If the criteria given by Kenny is right and there is no justification for it then it follows that the more reasons that can be thought for the defence of the criteria the better. It is better than nothing. The more reasons the better. This would imply that an infinite trail of arguments is necessary. But we cannot do this for we are only finite creatures.
 
The criteria does not absolve anybody from the duty to provide evidence and demolish the evidence against what is probably true except in regard to the criteria itself.

FINALLY

Anthony Kenny and Plantinga hold that circular reasoning or belief without evidence (which is the same thing) is a rational basis for faith if it is about what is called self-evident.  Self-evident is something that the senses and memory say is fact.   Faith in reason is made possible.  Now that we have reason we can affirm that rational belief is anything that can be defended by argument, investigation or experimentation.

One error in this is they go too far.  Self-verification is bad evidence but it might still be right and have to do.  They think it is not evidence at all.  Another error is in failing to see that the self-evident is that which has no outside evidence but is its own evidence.

They agree with, "If I say that science is true because nature does not change and perform an experiment that proves these, I can say that nature does not change for science is true and my experiment is true for nature does not change.
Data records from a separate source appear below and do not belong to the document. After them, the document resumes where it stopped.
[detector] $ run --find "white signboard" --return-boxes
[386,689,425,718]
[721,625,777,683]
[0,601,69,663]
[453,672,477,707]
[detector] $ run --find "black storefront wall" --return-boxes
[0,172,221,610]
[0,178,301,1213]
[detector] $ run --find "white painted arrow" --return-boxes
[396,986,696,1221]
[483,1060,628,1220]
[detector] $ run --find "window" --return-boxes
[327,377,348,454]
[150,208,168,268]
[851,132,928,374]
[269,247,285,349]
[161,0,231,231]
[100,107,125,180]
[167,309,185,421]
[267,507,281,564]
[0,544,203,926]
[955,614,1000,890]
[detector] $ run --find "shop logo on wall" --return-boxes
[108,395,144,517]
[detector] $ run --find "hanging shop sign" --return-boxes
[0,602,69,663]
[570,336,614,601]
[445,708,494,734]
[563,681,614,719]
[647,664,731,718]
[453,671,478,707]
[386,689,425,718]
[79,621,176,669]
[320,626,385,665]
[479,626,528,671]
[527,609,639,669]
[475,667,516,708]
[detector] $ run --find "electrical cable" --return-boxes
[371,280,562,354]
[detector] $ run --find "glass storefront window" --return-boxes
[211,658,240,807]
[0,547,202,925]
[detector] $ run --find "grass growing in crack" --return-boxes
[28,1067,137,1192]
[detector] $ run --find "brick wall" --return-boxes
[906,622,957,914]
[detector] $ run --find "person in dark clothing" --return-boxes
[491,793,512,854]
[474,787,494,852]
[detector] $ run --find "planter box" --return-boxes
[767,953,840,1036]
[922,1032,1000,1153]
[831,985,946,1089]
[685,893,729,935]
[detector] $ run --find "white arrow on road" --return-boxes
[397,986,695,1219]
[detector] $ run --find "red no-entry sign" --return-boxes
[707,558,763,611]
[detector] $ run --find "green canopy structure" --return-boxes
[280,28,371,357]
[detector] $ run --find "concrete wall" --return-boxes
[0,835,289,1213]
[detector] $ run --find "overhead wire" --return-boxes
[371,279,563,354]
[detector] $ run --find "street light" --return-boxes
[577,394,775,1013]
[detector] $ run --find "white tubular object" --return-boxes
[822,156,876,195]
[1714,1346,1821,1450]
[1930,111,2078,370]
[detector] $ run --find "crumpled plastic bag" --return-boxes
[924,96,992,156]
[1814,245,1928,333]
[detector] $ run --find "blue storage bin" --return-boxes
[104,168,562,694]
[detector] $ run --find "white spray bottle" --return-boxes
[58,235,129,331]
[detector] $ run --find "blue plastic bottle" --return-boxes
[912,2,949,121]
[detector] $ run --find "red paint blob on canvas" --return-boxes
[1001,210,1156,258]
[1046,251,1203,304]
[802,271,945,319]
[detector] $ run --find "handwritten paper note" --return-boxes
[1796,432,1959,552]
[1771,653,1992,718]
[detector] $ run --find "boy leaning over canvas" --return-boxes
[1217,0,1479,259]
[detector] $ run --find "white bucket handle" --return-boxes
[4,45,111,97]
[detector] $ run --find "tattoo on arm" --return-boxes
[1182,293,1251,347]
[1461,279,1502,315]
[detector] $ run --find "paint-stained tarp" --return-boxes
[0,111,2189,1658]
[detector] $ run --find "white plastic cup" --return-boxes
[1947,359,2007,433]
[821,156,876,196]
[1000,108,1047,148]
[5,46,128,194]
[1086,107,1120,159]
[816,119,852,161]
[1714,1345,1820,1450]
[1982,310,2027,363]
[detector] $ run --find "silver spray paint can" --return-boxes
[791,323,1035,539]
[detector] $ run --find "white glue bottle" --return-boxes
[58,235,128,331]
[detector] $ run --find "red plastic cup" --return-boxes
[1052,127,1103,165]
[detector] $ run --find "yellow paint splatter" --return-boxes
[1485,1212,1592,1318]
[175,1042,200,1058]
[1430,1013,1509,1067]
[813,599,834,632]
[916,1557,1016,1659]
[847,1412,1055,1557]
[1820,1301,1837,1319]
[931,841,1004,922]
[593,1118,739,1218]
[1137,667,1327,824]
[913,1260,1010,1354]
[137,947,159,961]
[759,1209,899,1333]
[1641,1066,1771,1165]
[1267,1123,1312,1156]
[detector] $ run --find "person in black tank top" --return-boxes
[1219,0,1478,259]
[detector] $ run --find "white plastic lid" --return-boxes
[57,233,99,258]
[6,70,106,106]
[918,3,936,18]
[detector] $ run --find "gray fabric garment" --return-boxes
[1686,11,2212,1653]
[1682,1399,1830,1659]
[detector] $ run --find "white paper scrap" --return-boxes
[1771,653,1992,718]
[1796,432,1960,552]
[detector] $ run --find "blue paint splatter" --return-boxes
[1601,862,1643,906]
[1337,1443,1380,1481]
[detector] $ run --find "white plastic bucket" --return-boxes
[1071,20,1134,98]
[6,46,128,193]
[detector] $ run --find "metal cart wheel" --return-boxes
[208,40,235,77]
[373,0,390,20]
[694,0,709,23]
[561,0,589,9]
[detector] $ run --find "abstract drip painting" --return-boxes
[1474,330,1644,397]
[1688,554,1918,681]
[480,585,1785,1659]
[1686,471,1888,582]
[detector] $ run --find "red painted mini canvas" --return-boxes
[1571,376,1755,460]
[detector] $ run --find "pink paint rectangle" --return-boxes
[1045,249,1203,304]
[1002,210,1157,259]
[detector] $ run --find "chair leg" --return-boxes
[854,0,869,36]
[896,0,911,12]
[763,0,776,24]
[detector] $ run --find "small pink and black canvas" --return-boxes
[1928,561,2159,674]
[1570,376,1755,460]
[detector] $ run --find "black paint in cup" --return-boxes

This is a vicious circle with an experiment or support in it so this would be the best and most rational form of a vicious circle. Its form is, “Science verifies X and X verifies science because science is true”. "  But our recognition that a bad testimony will have to do avoids the circle.  We must avoid circles a all costs.
 
So, according to them everything then is believed without reasons when belief without reason is the reason for believing in it. This leads to the absurdity of saying this is a reason for believing this and that is a reason for believing that but how can they be reasons when there is no reason why they are reasons?

Their errors go back to Descartes and Kant.  Both failed to see that just because we don't know all about anything we cannot have confidence.  The best answer is that you know what a jigsaw shows even if most of the pieces are missing.